By the time she slid the rest of the bite into her mouth, Rio had stopped breathing. His other hand curled into a fist, his nails clawing his palm. And his cock throbbed against the zipper of hi
s jeans.
“Since I don’t indulge often,” she said, licking her fingertips, “I can’t keep myself from devouring the first. Once the edge is off my craving, I’m able to take my time and savor. So I save the best for last.”
At some point, he’d refilled his lungs, though they weren’t functioning right. His mind envisioned scenarios of taking her hard and fast up against a wall, mouths fused, hands stroking, hips thrusting. Then laying her down on a bed to undress her, kiss every inch of her body, and love her slowly, thoroughly, making sure he lived up to every one of her back-arching, toe-curling, sheet-fisting fantasies.
“Want some?” Her sweet voice drifted through the sound of blood pounding in his ears.
He focused from his sexual haze in time to watch her swoop a finger full of raspberry filling from the donut in more of a show than an offer.
“You’ve got to be shitting me.” Crap, he hadn’t meant to say that aloud. Nor had he meant to grab her wrist, but it was wrapped in his fingers.
Everything beyond that was deliberate. The way he pulled her hand to his lips. The way he took her finger into his mouth. The way he sucked the sweet-tart filling off her finger.
The way he grabbed her neck and pulled her mouth to his, sharing the electric tang of raspberry with her, tongue to tongue.
She moaned into his mouth. The flirtatious torture ended, and something entirely different began. Her lips softened, and her body relaxed. Rio knew he should resist, should pull back, but a deep part of him also needed it. Needed her. Saul was right about Rio not getting out of town enough for sex. But worse, Rio hadn’t had any real affection for years, and feeling it now with Cassie made him realize he’d grown as dry and thirsty as the surrounding desert.
And for shit’s sake, he couldn’t stop kissing the woman. Her mouth was perfect. Her lips full and soft, her tongue firm and so seductive.

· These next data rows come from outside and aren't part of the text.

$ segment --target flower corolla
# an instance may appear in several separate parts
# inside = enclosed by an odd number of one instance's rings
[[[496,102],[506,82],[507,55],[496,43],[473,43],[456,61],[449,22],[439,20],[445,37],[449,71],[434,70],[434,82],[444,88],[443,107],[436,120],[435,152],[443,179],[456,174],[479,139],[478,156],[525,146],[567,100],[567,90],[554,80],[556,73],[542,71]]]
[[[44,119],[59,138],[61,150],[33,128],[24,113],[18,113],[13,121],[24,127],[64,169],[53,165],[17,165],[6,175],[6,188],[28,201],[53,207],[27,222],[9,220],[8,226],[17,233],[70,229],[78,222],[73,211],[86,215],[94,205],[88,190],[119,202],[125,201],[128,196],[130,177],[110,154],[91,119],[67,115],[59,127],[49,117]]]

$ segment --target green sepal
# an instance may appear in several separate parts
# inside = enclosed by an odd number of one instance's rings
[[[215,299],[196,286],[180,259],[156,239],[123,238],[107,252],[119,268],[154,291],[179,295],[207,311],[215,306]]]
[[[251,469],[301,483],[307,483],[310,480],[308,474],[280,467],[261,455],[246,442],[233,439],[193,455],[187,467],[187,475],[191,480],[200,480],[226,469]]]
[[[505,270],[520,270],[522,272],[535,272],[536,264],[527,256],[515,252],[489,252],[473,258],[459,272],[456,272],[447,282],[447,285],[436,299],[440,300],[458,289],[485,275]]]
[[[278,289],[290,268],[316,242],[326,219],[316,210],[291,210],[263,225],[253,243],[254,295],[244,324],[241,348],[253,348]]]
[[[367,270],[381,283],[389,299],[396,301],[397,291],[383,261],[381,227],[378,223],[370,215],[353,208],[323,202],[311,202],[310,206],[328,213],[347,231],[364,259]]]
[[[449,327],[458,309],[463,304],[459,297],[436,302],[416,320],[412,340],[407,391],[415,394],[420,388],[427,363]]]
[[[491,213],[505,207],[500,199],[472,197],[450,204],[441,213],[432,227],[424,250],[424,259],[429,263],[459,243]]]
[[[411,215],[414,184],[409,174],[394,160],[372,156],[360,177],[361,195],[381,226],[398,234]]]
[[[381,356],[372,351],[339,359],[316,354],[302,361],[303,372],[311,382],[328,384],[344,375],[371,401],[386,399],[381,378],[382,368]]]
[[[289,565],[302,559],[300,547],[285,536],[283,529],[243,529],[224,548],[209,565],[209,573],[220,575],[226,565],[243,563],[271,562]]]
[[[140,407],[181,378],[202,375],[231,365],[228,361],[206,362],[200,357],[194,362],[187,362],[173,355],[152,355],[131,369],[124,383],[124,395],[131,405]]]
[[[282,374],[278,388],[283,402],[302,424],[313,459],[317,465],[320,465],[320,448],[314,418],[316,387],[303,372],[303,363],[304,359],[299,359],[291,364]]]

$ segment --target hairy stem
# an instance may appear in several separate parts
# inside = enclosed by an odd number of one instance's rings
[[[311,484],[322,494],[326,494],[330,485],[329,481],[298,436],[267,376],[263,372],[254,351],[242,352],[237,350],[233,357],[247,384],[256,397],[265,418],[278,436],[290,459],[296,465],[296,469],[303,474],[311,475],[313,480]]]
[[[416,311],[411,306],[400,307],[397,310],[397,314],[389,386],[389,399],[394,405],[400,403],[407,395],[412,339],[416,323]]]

The things she did to him with nothing but a kiss… She would be the one giving him off-the-chart orgasms.
She pulled her mouth from his, turned her head, and tossed the donut. It landed dead center in the garbage can. She slid both arms around his body, splayed her hands high on his back, and curved her fingers until her nails stung his skin even through his shirt. And damn, that made him think of all kinds of other things he’d prefer to be doing to her while she dug her nails into him.